Piano piano la casa ha cominciato a somigliare ai suoi abitanti; con lo scorrere degli anni entrare in cucina è sempre più come guardare in faccia la mamma; l’ordine assoluto richiama alla mente i suoi capelli castani con la scriminatura perfetta nel mezzo e raccolti in uno chignon rotondo che pare fatto col compasso, il profumo di pulito è il suo profumo di pulito. La stanza delle ragazze è tal quale a loro: ovunque nastri colorati per farsi belle, sottane lasciate penzolare con noncuranza sui pannelli del paravento; il modellino in compensato della locomotiva a vapore che il figlio maschio sta costruendo in camera sua ha occupato quasi tutto il pavimento e le urla di nonna si levano alte ogni qualvolta la povera, ostinata donna si presenta con una scopa per tentar di pulire quel macello. Papà trascorre la maggior parte delle sue giornate nello studio, e il suo aroma di acqua di colonia impregna piacevolmente i tessuti di poltrone e tende. Sentire la tosse di nonno, che spande lo stesso odoraccio del suo trinciato da pipa, provenire dalla cantina, è diventata col tempo una cosa normale. E per tanto tempo dopo la sua morte, la prima avvenuta in quel nucleo familiare, a tutti è sembrato di continuare a sentirla, anche se nessuno ha mai avuto il coraggio di parlarne agli altri.
Forse succede in tutte le case che i primi abitanti lascino una traccia importante del loro passaggio, e chiunque venga dopo deve per forza assorbire un po’ delle vicende che in quelle stanze, in quei corridoi, si sono svolte.
Fino al 1950 la casa ha ospitato ben volentieri i discendenti della famiglia originaria, ma anche questi sono spariti nel tempo: qualcuno è fuggito durante la guerra, altri sono partiti subito dopo per cercare fortuna in paesi meno martoriati.
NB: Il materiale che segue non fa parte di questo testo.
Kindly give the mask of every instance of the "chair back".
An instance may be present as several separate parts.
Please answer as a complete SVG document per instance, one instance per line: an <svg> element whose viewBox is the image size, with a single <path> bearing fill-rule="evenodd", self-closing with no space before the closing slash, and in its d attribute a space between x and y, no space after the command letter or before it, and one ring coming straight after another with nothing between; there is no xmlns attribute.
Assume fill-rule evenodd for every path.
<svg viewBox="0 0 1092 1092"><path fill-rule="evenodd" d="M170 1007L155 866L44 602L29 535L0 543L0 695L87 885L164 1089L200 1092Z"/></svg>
La casa è sopravvissuta ai bombardamenti, i mattoni sono sempre rossi, forse un po’ sbiaditi, ma neanche tanto. Le persiane sì, avrebbero bisogno di una bella riverniciata, e la nuova famiglia che la prende in affitto da un nipote dei proprietari precedenti pensa bene di dare una mano di verde squillante. Chissà che brivido di ribrezzo avrebbe causato quel colore, a papà!